I guess space, and time, takes violent things, angry things and makes them kind

Start from the beginning
                                    

"Can I come in with you?" Mina asked.

"No." Kirishima shook his head and handed the handle to Mina. "I'll be a minute."

He stepped into one of the three stalls and slid the lock into place before stripping from his hoodie and jeans. His hands fumbled with the buttons of the shirt and the cuff, and, very quietly, he googled how to tie a tie for he had never done it on his own before. With the volume as low as it could be without being completely off, he held the phone up to his ear and listened to the instructions. Spending more than most of his life without sight taught him how to hear someone's words, how to visualize their actions without actually witnessing them. He never thought the skills he was forced to learn as a way to negative life would prove to be useful now that a great deal of his sight had been restored.

Now dressed, he took in a deep breath and turned to view himself in the full length mirror stuck to the side of the stall. He stared at himself. At his fading red hair that desperately needed a recolour, the broadness in shoulders gained from relentlessly working out with Katsuki in the mornings before starting their days, the stubble on his chin screaming to be shaved, the suit hugging his arms and chest. The tie hanging crookedly from his neck. The cuffs of the jacket messily rolled and buttoned up. He was looking at himself, dressed in a suit he knew he was going to wear on his wedding day the moment Kaminari had him look at it.

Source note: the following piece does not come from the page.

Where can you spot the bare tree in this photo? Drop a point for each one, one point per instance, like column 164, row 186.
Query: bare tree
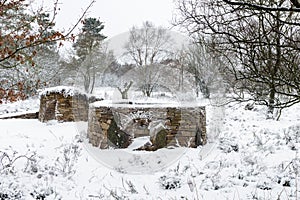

It was like he could see a younger version on himself standing in the reflection somewhere. Kirishima could see the flat, dark hair, the many fresh wounds stripped along his arms, the sadness that stood out in the way he slumped his shoulders, wishing that things would just end because the time, he didn't know how to cope with the enormous loss resting on his shoulders. Nothing, no training, no councling, nothing could have ever prepared him for it. Going back in time and warning himself what it would be like wouldn't have changed a thing.

How do you cope with being blind? You don't. He didn't. Kirishima just pushed through, and he was so glad he did. It led him here:

Standing in a disheveled suit and dress shoes a size too small while his friends, both of whom were happily married, chatted on the other side of the door, and somewhere in the city, his fiancé was probably doing the same thing. And he was seeing himself. So many versions of himself in that one mirror within that one moment before he found the courage to unlock the door and show himself to his friends.

An audible gasp from Mina, and a high pitched whistle from Kaminari. Close to what Kirishima had expected.

"Kiri!" Mina shouted and wrapped her arms around his shoulders. "You look so handsome."

"She's right, man." Kaminari and nodded in agreement. "You almost better than what I did in my suit."

Mina clicked her tongue. "Oh please. You looked like a lighting bolt."

"And you looked like strawberry ice cream! What's your point?"

"At least that isn't blinding!"

"Everyone was blinded by my beauty!"

"Bullshit, Kami."

Kirishima chuckled, shook his head at the absolute ridiculousness of his friends, and stowed away in the stall once again to strip from the suit, do his best to hand it back onto the plastic hanged, and get back into his normal clothes.

Before leaving, he glanced at himself, one last time with the suit draped over his forearm. Sometimes reality felt fake, like an elaborate dream that was endless. There were times when something truly felt far too good to be true, and he would pause for a moment, waiting for his brain to snap out of it and wake up. Then, Katsuki would come up from behind him and wrap his arms around his stomach, kiss the side of his head like how he always did, and just stand there with his head against his shoulder. It was rare, for Katsuki to be that affection, but having that contact felt like touching the tip of his tongue to the end of a battery and feeling the slight jolt of the electric current flash through his nervous system. Every time it told him that life was real, he wasn't dreaming.